The Ozarks continue to have a distinct culture. They call heavy downpours "gully washers" or "frog stranglers." They say "yins" instead of "y'all." Ozarkians frequently complain about characterizations of them as poor, crazy, sleazy, gun-toting, moonshine-making, backwards folk and then they go and sell stuff like a corncob as "Hillbilly toilet paper" in every gas station. And then there is a mountain in the Ozarks called "Knob Lick mountain." And every truck has a gun-rack in the window.



And they have both Branson...

 

...and the Precious Moments Chapel, founded by born-again Christian and family man Sam Butler, who was famously always accompanied by adolescent Filipino boys.

Ozarkians held the interest of film-goers and tv watchers, radio-listeners and comic-readers throughout the 20th century but particularly in the second,  which gave us:

Lum & Abner (1932)

Lil' Abner (1934)

Beverly Hillbillies (1962)

                                                         Snuffy Smith (1934)                                                                 Ma & Pa Kettle (1947)


*****

   
Real Ozark Hillbillies

The slogan of Nixa, Missouri is "The Progressive Choice of the Ozarks." It has a Motel 8, a McDonald's, a Taco Bell, a Kentucky Fried Chicken, a Sonic Drive In, Otts Pasta, Smitty's Supermarket and Restaurant and five strip malls.
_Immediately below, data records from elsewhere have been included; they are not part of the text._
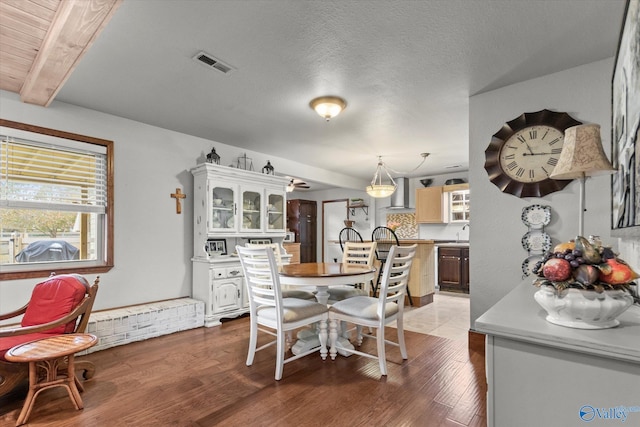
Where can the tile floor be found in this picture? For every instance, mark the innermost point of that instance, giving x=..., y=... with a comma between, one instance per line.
x=448, y=317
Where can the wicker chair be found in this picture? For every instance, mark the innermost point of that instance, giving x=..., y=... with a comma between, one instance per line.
x=61, y=304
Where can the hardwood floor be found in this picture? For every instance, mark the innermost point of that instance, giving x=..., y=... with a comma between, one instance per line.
x=199, y=378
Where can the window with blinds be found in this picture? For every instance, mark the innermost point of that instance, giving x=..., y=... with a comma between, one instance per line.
x=34, y=175
x=55, y=212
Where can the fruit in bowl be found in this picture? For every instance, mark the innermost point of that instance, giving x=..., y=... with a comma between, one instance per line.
x=584, y=265
x=584, y=285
So, despite Nixa's wealth of riches, Jason/David gave it up and left. He must've learned to code-switch and eliminate aspects of his idiolect that would betray his hillbilly origins. He got involved with the government and the rest is detailed in the films.
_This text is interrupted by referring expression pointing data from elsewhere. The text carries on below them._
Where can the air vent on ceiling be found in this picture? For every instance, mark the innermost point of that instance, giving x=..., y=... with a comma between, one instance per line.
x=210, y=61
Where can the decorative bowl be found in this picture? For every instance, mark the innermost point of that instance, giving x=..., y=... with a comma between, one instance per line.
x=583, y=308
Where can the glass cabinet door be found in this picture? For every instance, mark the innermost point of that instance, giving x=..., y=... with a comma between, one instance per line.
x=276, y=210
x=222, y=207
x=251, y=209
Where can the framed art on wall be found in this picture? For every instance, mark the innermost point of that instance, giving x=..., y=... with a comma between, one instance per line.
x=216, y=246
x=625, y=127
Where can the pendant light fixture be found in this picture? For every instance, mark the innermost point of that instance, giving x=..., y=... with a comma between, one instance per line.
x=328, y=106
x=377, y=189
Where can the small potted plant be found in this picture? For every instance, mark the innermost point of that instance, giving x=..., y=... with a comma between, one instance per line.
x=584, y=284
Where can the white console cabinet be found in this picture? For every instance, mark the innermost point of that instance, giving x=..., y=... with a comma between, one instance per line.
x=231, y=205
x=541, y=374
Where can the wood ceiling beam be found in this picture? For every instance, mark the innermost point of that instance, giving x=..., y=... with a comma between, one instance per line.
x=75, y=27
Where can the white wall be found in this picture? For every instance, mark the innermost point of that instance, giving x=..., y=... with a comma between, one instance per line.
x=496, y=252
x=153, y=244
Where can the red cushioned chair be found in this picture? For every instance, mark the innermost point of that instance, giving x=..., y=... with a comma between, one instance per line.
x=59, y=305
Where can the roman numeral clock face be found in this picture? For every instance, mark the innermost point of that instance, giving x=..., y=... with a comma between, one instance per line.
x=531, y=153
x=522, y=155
The lastest Bourne film, the Bourne Ultimatum is a lot like the previous installments. It met my expectations. Jason goes to France, New York City, London, Russia, Spain and Tangier. He runs and chases and frequently metes out Krav Maga, a cool-looking fighting style developed by Jews first to protect themselves from Nazis in the 1930s, and perfected in Israel in the 1940s. 

After the Bourne Supremacy, Bourne fans' most common complaint was director Paul "shakycam" Greengrass' heavy reliance on that early 90s fad which is used, I guess, to make us feel like we're really there... like we're invisible and shaking whilst we watch the action from behind potted plants, writhing and convulsing completely unseen by the film's characters. Or maybe it's supposed to be the distracting Brechtian technique that it is, calling attention to itself, reminding us that this is a film, not real life, so remain detached and reflective. Whatever the reason, he uses it less, which still annoyed me because it doesn't need to be there at all. When my friend Hien saw it, he had to excuse himself to throw-up.

One other thing that totally confused me, and I am admittedly a bit slow, was Albert Finney as Albert Hirsh.

In the previous Bourne movies Ward Abbot was played by Brian Cox.

I spent the duration of the latest film thinking they were one in the same, whilst scratching my head trying to remember events of the previous two films. Blackbriar. Treadstone. Names and details don't seem that important but all of the sudden, Albert Finney comes in doing what seems like a Brian Cox impression with slobbery mumbles and looking over his glasses. Maybe I'm the only person that confuses them (although Brian Cox has a bit of Marlon Brando in him too).

Anyway, despite what I felt were relatively minor but annoying flaws, I came out of the theatre really wanting to get into a fight that involves whatever's in reach and to drive recklessly through the streets and alleys, and I think that's the real point.